Section 5.9 Company Options . As of immediately prior to and conditioned upon the Closing and without any action on the part of any optionholder, all Company Options shall fully vest and become exercisable and shall be converted into the right to receive cash in an amount equal to the “in-the-money” value thereof, based on the formula set forth in Section 5.9 of the Disclosure Schedules. At or prior to the Closing, Company and the board of directors (or a duly authorized committee acting on behalf of the board of directors) of Company, as applicable, shall adopt any resolutions and take any actions which are necessary to effectuate the provisions of this Section 5.9. Company shall take all actions necessary to ensure that (i) at the Closing any share of Common Stock issued pursuant to a Company Option is repurchased by Company at Company’s expense or transferred to Buyer and (ii) from and after the Closing, neither Company nor Buyer will be required to deliver shares of Company Common Stock or other capital stock of Company to any person pursuant to or in settlement of Company Options after the Closing. Company shall withhold from any payments made to any optionholder in settlement of Company Options any and all Taxes or other amounts required by Law to be withheld.

Section 5.10 Employees .

(a) Seller shall provide each Covered Employee whose employment with Company is terminated by Buyer on the Closing Date following the Closing (other than for “cause”, as defined in Section 5.10(f) below), with severance pay and benefits, as applicable, in accordance with Company’s severance plan identified in Section 3.12 of the Disclosure Schedules.
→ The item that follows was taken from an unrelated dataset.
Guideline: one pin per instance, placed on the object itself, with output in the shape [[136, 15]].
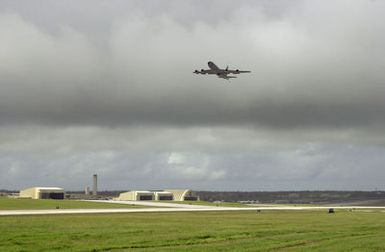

No later than twenty-five (25) days following the date of this Agreement, Buyer shall inform Seller in writing of the name of any Covered Employee whose employment with Company Buyer intends to terminate on the Closing Date.

(b) For a period commencing on the Closing Date and ending on the first year anniversary of the Closing, Buyer shall or shall cause Company to maintain in effect compensation to the Covered Employees that remain employed by Company following the Closing Date which is substantially similar to the compensation provided by Company as in effect on the date hereof to such Covered Employees.

(c) Following the Closing, each Covered Employee that remains employed by Company shall be eligible to participate in employee benefit plans maintained by Parent or its Affiliates in accordance with the terms of such plans and providing benefits no less favorable than to other similarly situated employees of Parent or Buyer. For purposes of determining eligibility to participate in, and non-forfeitable rights under, any employee benefit plan or arrangement of Buyer or, following Closing, Company, Covered Employees who remain employed by Company following the Closing Date shall receive service credit for service with Company and any Company Subsidiary (and with any predecessor or acquired entities or any other entities for Company or any Company Subsidiary granted service credit) as if such service had been completed with Buyer.